We next fit a linear mixed model to the data to examine the relationship between critical spacing estimates, perceived spacing (PSE), and position sensitivity (JND). Specifically, we fit a linear model with critical spacing as the dependent variable, with fixed effects of PSE and JND value, calculated from the perceived spacing task. To account for repeated measures between observers, each participant was entered as a random effect, with a separate intercept estimated for each participant.
The results of the linear model showed a significant, positive relationship between critical spacing and PSE values, with a fixed effect coefficient of 2.17 (standard error: 0.42), F(1,94) = 26.94, p < 0.001.
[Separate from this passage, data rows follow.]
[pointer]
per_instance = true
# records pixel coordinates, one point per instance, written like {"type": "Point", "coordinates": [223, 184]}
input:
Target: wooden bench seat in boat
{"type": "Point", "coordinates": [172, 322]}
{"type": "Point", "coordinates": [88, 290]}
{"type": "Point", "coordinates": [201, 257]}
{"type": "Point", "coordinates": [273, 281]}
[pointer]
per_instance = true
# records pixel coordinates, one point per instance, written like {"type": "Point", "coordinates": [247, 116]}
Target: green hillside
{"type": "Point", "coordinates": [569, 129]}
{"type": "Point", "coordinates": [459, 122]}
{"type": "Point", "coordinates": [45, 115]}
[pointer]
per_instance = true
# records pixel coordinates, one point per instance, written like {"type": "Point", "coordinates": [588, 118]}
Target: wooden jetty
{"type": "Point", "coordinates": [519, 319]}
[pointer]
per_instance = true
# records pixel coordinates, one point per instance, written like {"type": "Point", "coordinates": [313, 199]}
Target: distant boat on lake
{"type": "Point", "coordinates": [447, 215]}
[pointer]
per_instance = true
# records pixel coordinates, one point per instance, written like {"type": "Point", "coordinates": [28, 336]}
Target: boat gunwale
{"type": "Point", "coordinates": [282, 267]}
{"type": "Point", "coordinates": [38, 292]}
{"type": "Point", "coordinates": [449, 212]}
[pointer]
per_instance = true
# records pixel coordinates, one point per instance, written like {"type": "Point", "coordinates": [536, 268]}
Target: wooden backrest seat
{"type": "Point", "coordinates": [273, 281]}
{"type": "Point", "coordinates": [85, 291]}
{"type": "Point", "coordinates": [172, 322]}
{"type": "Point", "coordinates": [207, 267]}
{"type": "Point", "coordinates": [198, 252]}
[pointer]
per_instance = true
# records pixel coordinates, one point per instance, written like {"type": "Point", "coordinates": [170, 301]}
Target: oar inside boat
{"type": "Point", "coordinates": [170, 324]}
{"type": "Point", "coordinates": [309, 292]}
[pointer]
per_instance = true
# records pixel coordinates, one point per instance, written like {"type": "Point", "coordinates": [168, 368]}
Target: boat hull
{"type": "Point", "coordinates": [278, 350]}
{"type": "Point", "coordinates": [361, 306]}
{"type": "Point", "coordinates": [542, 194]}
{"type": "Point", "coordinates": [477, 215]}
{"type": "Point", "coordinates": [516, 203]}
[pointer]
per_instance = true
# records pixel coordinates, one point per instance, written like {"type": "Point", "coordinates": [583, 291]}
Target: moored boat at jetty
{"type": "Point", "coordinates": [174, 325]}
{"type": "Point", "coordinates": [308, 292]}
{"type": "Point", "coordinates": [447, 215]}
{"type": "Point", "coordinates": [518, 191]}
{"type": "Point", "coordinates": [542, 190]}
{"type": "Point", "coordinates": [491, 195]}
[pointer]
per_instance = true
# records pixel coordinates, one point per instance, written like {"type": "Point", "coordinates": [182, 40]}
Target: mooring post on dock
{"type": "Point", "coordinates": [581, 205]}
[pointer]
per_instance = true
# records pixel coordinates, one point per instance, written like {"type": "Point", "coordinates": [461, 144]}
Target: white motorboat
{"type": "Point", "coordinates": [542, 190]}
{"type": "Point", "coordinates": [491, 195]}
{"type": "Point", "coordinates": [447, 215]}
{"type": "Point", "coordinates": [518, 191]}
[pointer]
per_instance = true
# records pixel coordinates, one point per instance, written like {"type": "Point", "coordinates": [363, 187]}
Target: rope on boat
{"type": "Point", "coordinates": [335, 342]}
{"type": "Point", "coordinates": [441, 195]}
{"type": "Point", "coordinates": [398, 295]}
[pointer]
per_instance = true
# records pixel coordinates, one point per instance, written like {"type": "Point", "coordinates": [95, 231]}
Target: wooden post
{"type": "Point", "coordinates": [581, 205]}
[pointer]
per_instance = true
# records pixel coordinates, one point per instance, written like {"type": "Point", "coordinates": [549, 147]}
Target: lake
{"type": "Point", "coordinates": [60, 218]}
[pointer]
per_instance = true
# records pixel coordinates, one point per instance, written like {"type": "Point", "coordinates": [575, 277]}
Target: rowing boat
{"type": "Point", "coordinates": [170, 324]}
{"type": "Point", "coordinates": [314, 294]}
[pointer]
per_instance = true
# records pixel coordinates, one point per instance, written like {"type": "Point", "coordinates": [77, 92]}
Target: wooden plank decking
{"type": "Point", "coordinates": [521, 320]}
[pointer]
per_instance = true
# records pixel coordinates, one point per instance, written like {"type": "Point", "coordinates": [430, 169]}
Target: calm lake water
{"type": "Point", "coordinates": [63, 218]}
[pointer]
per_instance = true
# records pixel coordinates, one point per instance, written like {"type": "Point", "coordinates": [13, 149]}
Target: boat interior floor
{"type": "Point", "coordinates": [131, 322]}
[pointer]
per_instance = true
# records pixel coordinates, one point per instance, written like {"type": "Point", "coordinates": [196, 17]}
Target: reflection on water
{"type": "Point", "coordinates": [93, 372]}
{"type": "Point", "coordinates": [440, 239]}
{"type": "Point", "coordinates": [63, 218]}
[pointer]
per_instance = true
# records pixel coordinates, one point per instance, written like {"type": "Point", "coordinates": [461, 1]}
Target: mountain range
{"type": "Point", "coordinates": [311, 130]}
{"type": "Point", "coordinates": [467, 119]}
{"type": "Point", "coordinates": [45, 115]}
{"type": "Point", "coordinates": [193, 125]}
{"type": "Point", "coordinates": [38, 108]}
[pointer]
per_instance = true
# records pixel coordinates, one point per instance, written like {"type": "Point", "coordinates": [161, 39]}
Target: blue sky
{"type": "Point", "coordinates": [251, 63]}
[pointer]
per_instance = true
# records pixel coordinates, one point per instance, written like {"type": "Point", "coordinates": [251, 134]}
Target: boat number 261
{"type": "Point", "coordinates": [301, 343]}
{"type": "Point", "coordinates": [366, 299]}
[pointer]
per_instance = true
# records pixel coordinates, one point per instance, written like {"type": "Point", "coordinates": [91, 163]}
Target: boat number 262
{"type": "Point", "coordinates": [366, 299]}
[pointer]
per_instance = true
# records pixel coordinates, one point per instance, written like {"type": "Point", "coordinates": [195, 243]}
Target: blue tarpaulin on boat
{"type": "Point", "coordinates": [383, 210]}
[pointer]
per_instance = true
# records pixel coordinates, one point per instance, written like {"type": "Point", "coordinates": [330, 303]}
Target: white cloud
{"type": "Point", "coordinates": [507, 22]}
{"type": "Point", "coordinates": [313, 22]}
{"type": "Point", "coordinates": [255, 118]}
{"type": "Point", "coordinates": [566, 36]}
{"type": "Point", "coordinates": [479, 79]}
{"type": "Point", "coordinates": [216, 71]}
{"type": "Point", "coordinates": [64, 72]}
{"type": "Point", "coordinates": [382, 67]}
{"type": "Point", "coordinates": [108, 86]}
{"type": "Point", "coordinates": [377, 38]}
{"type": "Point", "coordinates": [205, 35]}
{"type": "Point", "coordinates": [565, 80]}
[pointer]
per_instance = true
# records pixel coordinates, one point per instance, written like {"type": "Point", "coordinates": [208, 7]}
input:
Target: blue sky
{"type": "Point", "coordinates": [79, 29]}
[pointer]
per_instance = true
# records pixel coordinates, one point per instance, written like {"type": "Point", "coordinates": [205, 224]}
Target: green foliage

Figure 4A shows the unique relationship between PSE and critical spacing after taking into account the other variables in the model. These results support our hypothesis that, in areas where crowding is stronger (as indicated by larger critical spacing values), the point of subjective point of equality (PSE) was also larger. Larger PSE values correspond with smaller perceived spacing. Therefore, in locations where crowding is stronger, perceived spacing is smaller. The direction of this relationship was also consistent across participants (as shown in
Figure S2 in the
Supplemental materials; all participants had a positive slope when fitted individually). Furthermore, the results of the model showed a significant, positive relationship between the JND and critical spacing (
Figure 4B) with a fixed effect coefficient of 6.46 (standard error: 1.27), F(1,94) = 25.688, p < 0.001. These results demonstrate that position sensitivity is also positively associated with the strength of crowding. Areas with a higher JND (i.e., less sensitivity to changes in perceived spacing) were associated with larger critical spacing values, which means that participants experienced stronger crowding at those locations.
In addition, we verified that these effects were not dependent on our choice of parameters for fitting the psychometric functions. Rerunning the model with the addition of a lapse rate parameter to the psychometric fits revealed similar results, with a significant positive relationship between PSE and critical spacing, F(1,94) = 25.15,
p < .001, and a significant, positive relationship between JND and critical spacing, F(1,94) = 22.07,
p < .001 (see the
Supplemental Materials). We also verified that these results were consistent between sessions by analyzing the data separately for session 1 and session 2 (in contrast with the main analysis, which pooled responses from both sessions before fitting). In this analysis, we observed significant relationships between both the PSE and critical spacing and between the JND and critical spacing separately for each session, consistent with the finding that pairs of sessions within a given participant were well-correlated with one another (see the
Supplemental Materials).
One possibility is that there may be similarities in crowding and perceived spacing across participants that are seen at the group level. For example, on average, crowding is typically stronger in the upper visual field compared with the lower visual field (
He, Cavanagh, & Intriligator, 1996) and weaker along the horizontal meridian (
Liu, Jiang, Sun, & He, 2009). Given that critical spacing values and PSE values were similar across participants, we determined how much the effects from the main analysis are driven by participant idiosyncrasies compared with group-level effects. If PSE values show similar asymmetries, this process could produce a significant correlation that is driven by group-level effects. In other words, we separately analyzed the degree to which between-subject differences in perceived spacing are related to between-subject variability in crowding. To do this, we subtracted out the mean threshold estimates (the 80% and 50% estimates for critical spacing and PSE values, respectively) for each location (across participants) from every participant's threshold estimate at that location. These resulting values provide an estimate, for a given location, of the strength of crowding (or the size of the PSE values) for a participant relative to the group mean. We then proceeded to fit the same model to these values. The results indicate a significant positive relationship between the mean subtracted JND estimates and the critical spacing values,
F(1,94) = 9.28,
p = 0.003, with a coefficient of 3.82 (standard error, 1.25), indicating that the relationship between critical spacing and the JND was not driven exclusively by commonalities across participants and that individual differences in position sensitivity are associated with individual differences in crowding at different visual field locations. However, we did not observe the same positive relationship between the mean subtracted PSE values and the critical spacing estimates,
F(1,94) = 0.65,
p = 0.42. This finding suggests that, although stronger crowding is associated with smaller perceived separation, this factor is driven by group-level effects rather than individual idiosyncrasies.